L’agence américaine de renseignement a confirmé avoir détruit au moins deux vidéos. Celles-ci montraient l’interrogatoire musclé de deux membres actifs d’al-Qaïda. Des défenseurs des droits de l’homme reprochent à la CIA d’avoir effacé des traces de torture sur des prisonniers.

La nouvelle polémique sur le programme secret de détention et d’interrogatoire de la CIA est arrivée par un article publié dans le New York Times.

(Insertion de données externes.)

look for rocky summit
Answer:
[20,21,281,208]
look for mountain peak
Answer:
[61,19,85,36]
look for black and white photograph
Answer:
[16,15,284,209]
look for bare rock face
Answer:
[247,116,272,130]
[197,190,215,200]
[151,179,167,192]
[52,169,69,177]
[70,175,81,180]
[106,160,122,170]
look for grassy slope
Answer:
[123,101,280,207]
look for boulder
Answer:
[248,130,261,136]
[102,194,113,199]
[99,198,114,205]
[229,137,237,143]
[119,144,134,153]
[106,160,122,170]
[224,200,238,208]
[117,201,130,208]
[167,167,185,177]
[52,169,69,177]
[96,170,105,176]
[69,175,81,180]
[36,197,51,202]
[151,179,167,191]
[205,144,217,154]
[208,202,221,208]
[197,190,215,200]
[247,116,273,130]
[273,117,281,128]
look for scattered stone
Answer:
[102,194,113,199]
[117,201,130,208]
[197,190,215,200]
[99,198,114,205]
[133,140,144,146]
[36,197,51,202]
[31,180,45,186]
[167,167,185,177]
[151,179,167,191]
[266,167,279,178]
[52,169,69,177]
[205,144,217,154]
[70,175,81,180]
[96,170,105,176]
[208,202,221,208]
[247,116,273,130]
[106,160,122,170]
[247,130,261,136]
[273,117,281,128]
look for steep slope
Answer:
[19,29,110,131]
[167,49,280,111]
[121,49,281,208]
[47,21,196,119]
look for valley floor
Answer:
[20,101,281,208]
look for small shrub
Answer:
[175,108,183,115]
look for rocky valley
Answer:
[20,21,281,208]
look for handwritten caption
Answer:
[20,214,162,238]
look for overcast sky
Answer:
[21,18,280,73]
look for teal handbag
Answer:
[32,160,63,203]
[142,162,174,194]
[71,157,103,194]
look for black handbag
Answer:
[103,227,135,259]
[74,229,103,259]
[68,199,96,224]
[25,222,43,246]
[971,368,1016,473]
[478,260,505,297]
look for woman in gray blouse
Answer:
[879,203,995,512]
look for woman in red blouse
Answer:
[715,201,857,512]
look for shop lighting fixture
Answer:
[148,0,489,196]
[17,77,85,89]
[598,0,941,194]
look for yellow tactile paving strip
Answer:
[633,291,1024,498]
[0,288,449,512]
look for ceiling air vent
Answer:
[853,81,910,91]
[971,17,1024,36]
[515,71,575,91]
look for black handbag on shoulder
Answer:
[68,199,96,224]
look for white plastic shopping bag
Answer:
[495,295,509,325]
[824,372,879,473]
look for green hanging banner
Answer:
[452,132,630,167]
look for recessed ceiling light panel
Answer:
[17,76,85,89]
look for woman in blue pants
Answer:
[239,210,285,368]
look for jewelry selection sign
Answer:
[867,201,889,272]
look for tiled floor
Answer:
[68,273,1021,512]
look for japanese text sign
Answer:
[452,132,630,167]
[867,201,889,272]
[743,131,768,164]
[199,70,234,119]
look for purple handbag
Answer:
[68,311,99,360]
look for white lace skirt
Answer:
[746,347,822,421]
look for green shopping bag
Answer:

Dans ses colonnes, le quotidien affirme que des vidéos, enregistrées en 2002 par des membres des services secrets américains, « montraient des agents de la CIA soumettant des suspects de terrorisme, notamment Abou Zoubaydah (l’un des recruteurs en chef du réseau al-Qaïda et proche d’Oussama ben Laden ndlr) à des techniques d’interrogatoire sévères ». Et, s’appuyant sur plusieurs sources anonymes, l’article poursuit : « Ces enregistrements ont été détruits parce que les officiers étaient inquiets que des vidéos montrant des méthodes d’interrogatoire dures pourraient créer un risque sur le plan légal pour les employés de la CIA ».     

« Les vidéos représentaient un risque pour la sécurité des agents »

Le général Michael Hayden, directeur de la CIA. 

		(Photo : AFP)
Le général Michael Hayden, directeur de la CIA.
(Photo : AFP)

Voyant le nouveau scandale venir, le directeur de la CIA, Michael Hayden, a envoyé un mémo au personnel de l’agence de renseignement pour, comme il écrit, « prévenir le risque que des faits soient mal interprétés ».

Tout d’abord, Michael Hayden explique aux agents de la CIA pourquoi les vidéos ont été tournées en 2002 : selon le directeur, elles servaient à une sorte de « contrôle interne » de l’application du nouveau programme secret de détention et d’interrogation de terroristes présumés. C’était justement dans le but de ce contrôle qu’en 2003 les bandes ont été examinées par des agents spéciaux de la CIA. Toujours selon Mr. Hayden, ces derniers avaient alors qualifié les méthodes d’interrogatoire enregistrées sur les vidéos de conformes à la loi américaine.

Si l’agence de renseignement s’est enfin décidée en 2005 à détruire ces enregistrements, c’était uniquement parce que la CIA craignait pour la sécurité de son personnel figurant sur les bandes : « Au-delà de leur manque d'intérêt du point de vue des renseignements, puisque les interrogatoires ont été détaillés de façon exhaustive par voie écrite, et de l'absence de raison légale ou interne pour les garder, les enregistrements créaient un risque grave pour la sécurité. S'ils devaient faire l'objet d'une fuite, ils permettraient l'identification de vos collègues de la CIA qui ont servi dans le programme, leur faisant courir, à eux et leurs familles, un risque de représailles de la part d'al-Qaïda et de ses sympathisants », souligne le directeur Hayden dans son mémo à ses employés.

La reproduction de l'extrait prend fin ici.